Humans and chimpanzees appear to share the ability to sequentially adopt cultural traits, thereby increasing cultural complexity in a cumulative fashion.

The research behind this discovery by Arizona State University evolutionary anthropologist Jason Kamilar and evolutionary psychologist Quentin Atkinson of the University of Auckland appears this week in the Proceedings of the National Academy of Sciences.

The findings address a subject that generates much discussion, yet is difficult to investigate.

“The evolution of human culture is well-documented in the paleontological record, but similar data are absent for other primates,” says Kamilar, adjunct faculty in the School of Human Evolution and Social Change in the College of Liberal Arts and Sciences.

Kamilar and Atkinson examined the possibility that sequential cultural evolution is shared between humans and great apes in the form of “cultural nestedness,” or the tendency of populations with small cultural repertoires to comprise a proper subset of traits of more complex repertoires.

Using statistical tools from community ecology, they quantified the degree of nestedness in four datasets representing the presence or absence of numerous cultural traits from indigenous human populations in California and New Guinea.
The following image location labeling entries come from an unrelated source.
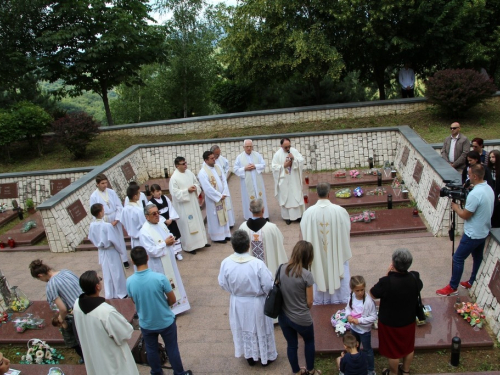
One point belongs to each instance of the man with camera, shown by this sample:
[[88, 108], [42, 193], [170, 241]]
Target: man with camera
[[477, 223]]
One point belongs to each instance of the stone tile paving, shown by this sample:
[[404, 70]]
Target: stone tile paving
[[205, 338]]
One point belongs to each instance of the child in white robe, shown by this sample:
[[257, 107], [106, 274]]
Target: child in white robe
[[102, 235]]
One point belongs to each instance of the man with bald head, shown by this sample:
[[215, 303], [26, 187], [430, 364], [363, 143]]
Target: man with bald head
[[455, 148], [249, 166]]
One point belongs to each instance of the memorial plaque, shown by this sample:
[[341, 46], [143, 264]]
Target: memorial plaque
[[404, 157], [9, 190], [76, 211], [128, 171], [494, 284], [434, 194], [57, 185], [417, 172]]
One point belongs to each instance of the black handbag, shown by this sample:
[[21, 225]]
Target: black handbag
[[419, 308], [274, 299]]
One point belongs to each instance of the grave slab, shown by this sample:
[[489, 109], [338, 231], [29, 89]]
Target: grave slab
[[50, 334], [29, 238], [436, 334]]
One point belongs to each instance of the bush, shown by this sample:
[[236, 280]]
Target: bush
[[459, 90], [75, 131]]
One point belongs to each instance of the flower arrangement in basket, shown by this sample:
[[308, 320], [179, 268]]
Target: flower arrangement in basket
[[339, 322], [339, 174], [28, 321], [472, 313], [40, 352]]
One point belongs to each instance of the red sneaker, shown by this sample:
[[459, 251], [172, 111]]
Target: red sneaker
[[447, 291], [465, 284]]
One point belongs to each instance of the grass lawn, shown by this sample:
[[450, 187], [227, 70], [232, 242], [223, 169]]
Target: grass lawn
[[482, 121]]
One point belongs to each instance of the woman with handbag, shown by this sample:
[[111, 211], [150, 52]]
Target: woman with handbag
[[399, 293], [296, 283]]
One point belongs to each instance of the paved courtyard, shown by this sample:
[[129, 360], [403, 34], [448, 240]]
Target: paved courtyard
[[205, 338]]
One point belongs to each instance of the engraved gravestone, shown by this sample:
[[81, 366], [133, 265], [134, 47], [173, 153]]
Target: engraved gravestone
[[8, 190], [57, 185], [76, 211], [434, 194], [417, 172]]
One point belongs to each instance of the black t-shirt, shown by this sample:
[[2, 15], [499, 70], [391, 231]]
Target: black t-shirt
[[398, 294]]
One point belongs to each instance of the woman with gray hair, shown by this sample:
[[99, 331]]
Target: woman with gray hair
[[249, 281], [398, 293]]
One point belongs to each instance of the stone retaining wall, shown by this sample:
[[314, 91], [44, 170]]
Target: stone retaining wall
[[481, 291]]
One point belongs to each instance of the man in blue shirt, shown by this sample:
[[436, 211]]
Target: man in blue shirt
[[153, 295], [477, 224]]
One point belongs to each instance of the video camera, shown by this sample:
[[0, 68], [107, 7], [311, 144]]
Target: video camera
[[454, 191]]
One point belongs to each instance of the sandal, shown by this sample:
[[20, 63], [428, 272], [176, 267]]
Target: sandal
[[400, 370]]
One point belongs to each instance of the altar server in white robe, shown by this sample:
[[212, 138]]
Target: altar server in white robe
[[248, 280], [327, 226], [133, 215], [266, 240], [112, 212], [214, 185], [185, 189], [103, 236], [287, 168], [249, 166], [222, 162], [103, 331], [157, 240]]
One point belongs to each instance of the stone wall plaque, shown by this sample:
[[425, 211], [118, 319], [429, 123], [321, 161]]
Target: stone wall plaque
[[417, 172], [404, 157], [494, 284], [57, 185], [128, 171], [9, 190], [434, 194], [76, 211]]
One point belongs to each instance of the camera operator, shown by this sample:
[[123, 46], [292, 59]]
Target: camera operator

Next, they compared the human patterns to those found in chimpanzees and orangutans.

They discovered that cultural repertoires exhibited a significant degree of nestedness in humans and chimpanzees, but not in orangutans.

Their findings suggest that the necessary traits for sequential cultural evolution arose in the last common ancestor of humans and chimpanzees.

“Alternatively, this feature of culture may have originated earlier in time but was lost in modern orangutans because of extensive population level extinctions throughout southeast Asia during the last several thousand years,” Kamilar explains. “These extinctions may have been associated with a substantial loss of cultural diversity, resulting in modern orangutan cultural variation presenting in a random pattern across study sites.”